At first thought, the question might appear to be stupid but at least for me it isn't. Note that the question asks the number of integers between two "real" numbers.
For example:
Number of integers between $1.0$ and $3.1$ is two! Difference = $2.1$
Number of integers between $1.9$ and $3.1$ is two! Difference = $1.2$
Number of integers between $1.99 and 2.9$ is one! Difference = $0.91$
Number of integers between $1.0$ and $1.91$ is zero! Difference = $0.91$
Note that there is no pattern.
How can the number of integers between two real numbers be found?
*Accepting solutions which take different cases to solve the problem.
Optional – not related directly to the question (source of the problem):
Find the values of $a$, for which the quadratic expression $ax^2 + (a – 2)x -2$ is negative for exactly two integral values of $x$.
Of course, one who can spot that $-1$ is a root of the equation for any given value of the parameter $a$ can solve it without issues.
But what about in a general case where the root depends on the parameter itself?
My approach to solve the problem was as follows. Firstly, a has to be a positive integer if not, there would be infinitely many integers where the expression would turn out to be negative.
Since $a > 0$, the parabola would be open upwards (convex from bottom and concave from the top). The points were the graph intersects the $x$-axis are the roots of the equation.

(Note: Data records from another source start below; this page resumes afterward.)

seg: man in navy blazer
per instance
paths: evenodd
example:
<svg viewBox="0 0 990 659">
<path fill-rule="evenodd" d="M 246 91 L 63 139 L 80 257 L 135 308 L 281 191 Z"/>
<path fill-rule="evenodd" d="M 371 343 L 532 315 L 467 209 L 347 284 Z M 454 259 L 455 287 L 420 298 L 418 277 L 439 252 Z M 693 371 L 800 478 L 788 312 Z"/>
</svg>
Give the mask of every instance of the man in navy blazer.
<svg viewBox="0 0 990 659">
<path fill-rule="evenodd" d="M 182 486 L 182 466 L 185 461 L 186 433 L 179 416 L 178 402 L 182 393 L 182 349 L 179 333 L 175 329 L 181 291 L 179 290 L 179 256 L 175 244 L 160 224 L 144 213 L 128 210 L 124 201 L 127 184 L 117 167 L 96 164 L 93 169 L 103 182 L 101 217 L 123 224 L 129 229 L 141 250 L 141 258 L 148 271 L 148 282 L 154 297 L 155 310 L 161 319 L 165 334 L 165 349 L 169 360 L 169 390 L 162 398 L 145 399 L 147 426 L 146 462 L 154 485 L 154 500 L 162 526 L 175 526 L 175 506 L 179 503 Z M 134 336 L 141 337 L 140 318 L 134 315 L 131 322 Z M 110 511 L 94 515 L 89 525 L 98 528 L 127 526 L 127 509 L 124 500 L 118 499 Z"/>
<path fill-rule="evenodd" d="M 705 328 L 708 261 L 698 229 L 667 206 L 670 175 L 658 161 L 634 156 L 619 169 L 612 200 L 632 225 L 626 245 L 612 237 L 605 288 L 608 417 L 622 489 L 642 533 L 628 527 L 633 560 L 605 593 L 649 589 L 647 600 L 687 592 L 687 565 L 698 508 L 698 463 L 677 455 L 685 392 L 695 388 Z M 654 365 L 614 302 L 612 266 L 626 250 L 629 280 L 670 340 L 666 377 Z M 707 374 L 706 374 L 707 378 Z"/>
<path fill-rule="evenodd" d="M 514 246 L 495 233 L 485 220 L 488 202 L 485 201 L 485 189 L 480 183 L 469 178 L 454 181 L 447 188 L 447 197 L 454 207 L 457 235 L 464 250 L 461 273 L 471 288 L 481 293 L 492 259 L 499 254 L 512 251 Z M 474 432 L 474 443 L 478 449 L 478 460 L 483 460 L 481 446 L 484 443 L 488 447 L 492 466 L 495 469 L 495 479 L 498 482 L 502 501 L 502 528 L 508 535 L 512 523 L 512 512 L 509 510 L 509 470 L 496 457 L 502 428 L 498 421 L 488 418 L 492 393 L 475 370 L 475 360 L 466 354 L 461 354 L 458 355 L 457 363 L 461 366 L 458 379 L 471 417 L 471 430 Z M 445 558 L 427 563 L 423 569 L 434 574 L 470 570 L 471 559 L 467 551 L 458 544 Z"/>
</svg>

Any real value which lies between the roots when substituted in the expression would evaluate to a negative real number (obvious from the graph).
Hence, the above problem reduces to finding number of integers between the roots (which can be real) of the equation.
This would mean, the answer to the question of finding the number of integers between two real numbers should be such that conditions can be imposed.
If $p(x, y)$ was the function which gives number of integers between two real numbers $x$ and $y$ then I should be able to write it in the form,
$p(x) = 2$ and solve for the range of values of $a$ where it holds good. ($x$ and $y$ are given in terms of the parameter $a$)
Best Answer
Without loss of generality, let the numbers be $x$ and $y$ with $x\leq y$. Let $f(x,y)$ denote the function of counting how many integers are strictly between $x$ and $y$.
$$f(x,y)=\begin{cases}0&\text{if}~\lfloor y\rfloor - \lfloor x\rfloor = 0\\ \lfloor y\rfloor - \lfloor x\rfloor-1&\text{if otherwise and}~y\in\Bbb Z\\ \lfloor y\rfloor - \lfloor x\rfloor&\text{otherwise} \end{cases}$$
Let us look at each of these cases in detail and see why that is so.
If $\lfloor y\rfloor - \lfloor x\rfloor = 0$ that implies that $\lfloor x\rfloor \leq x \leq y = \lfloor x\rfloor + \{y\} < \lfloor x\rfloor + 1$. As there are no integers between $\lfloor x\rfloor$ and $\lfloor x\rfloor + 1$, we get the answer of zero.
Let us look at the third case next, where $\lfloor y\rfloor-\lfloor x\rfloor \neq 0$ and $y\notin\Bbb Z$. We have the following numbers are all integers between $x$ and $y$: $\{\lfloor x\rfloor+1, \lfloor x\rfloor+2,\dots, \lfloor y\rfloor\}$ (note here that $\lfloor x\rfloor\leq x<\lfloor x\rfloor+1\leq\lfloor y\rfloor < y$, so $\lfloor y\rfloor$ is indeed going to be in this list, unlike as is possible in the first and second cases)
The last term in that set can be written instead as $\lfloor y\rfloor = \lfloor x\rfloor +(\lfloor y\rfloor -\lfloor x\rfloor)$. The number of terms in the set is then the same as the number of terms in the set $\{1,2,\dots,\lfloor y\rfloor-\lfloor x\rfloor\}$ which we know to be $\lfloor y\rfloor-\lfloor x\rfloor$.
Finally, looking at the second case, we see it is the same as the third case with the exception that $\lfloor y\rfloor$ will not be included in the list as $x<\lfloor y\rfloor\not < y$, so the list we formed earlier will be correct all but the final term which will be removed, reducing the count by one.